Question 3 True / False
If R/I is a field, then I is necessarily a prime ideal of the commutative ring R.
TTrue
FFalse
Answer: True
This follows directly from the containment relationship between the structures: every field is an integral domain. The prime ideal condition states precisely that R/I is an integral domain. If R/I is a field (the stronger condition, equivalent to I being maximal), then a fortiori R/I is an integral domain, so I is prime. This is the algebraic proof that every maximal ideal is prime, made transparent by the quotient ring characterizations: the chain 'field implies integral domain' translates directly to 'maximal implies prime.'
Question 4 True / False
In any commutative ring with unity, most prime ideal is maximal.
TTrue
FFalse
Answer: False
This is false in general, as the zero ideal in Z demonstrates: (0) is prime (Z is an integral domain) but is properly contained in every ideal (p) for any prime p, so it is far from maximal. The statement becomes true in specific rings — most importantly in fields (where the only ideals are (0) and (1) = R) and in principal ideal domains that are also fields — but fails in general commutative rings. The difference between prime and maximal precisely captures the algebraic distinction between integral domains (no zero divisors) and fields (every nonzero element is invertible): integral domains are the more general structure, and prime ideals are the more general ideal type.
Question 5 Short Answer
Explain why the quotient ring characterizations of maximal and prime ideals (R/M is a field; R/P is an integral domain) are more illuminating than the direct definitions, and use them to show why every maximal ideal is prime.
Think about your answer, then reveal below.
Model answer: The direct definitions — M is maximal if no ideal lies strictly between M and R; P is prime if ab ∈ P implies a ∈ P or b ∈ P — are correct but structurally opaque. The quotient ring characterizations reveal what these ideals do: collapsing a ring by M produces a structure with no nonzero non-units (a field); collapsing by P produces a structure with no zero divisors (an integral domain). The relationship between the two then follows immediately from the relationship between the structures: every field is an integral domain.
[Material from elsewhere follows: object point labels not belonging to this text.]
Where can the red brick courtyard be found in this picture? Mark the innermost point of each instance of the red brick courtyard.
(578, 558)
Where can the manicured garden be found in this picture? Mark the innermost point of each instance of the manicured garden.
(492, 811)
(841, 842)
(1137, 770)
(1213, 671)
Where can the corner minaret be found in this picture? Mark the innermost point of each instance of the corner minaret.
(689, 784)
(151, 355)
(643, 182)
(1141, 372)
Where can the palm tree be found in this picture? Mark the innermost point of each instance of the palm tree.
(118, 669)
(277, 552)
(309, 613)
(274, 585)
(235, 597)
So R/M is a field → R/M is an integral domain → M is prime. The proof is a one-line consequence of the structural hierarchy field ⊂ integral domain, made visible by the quotient ring lens. Without this characterization, the same result requires a more involved argument directly manipulating ideal membership conditions.
This illustrates a general principle in abstract algebra: the most illuminating way to understand properties of ideals is to ask what the quotient ring is in the category of rings. The ideal captures what gets identified with zero; the quotient ring reveals what algebraic structure remains. Maximal ideals produce the most structure possible (fields); prime ideals produce a weaker but still fundamental structure (integral domains). The quotient ring perspective unifies these concepts and makes their relationship transparent.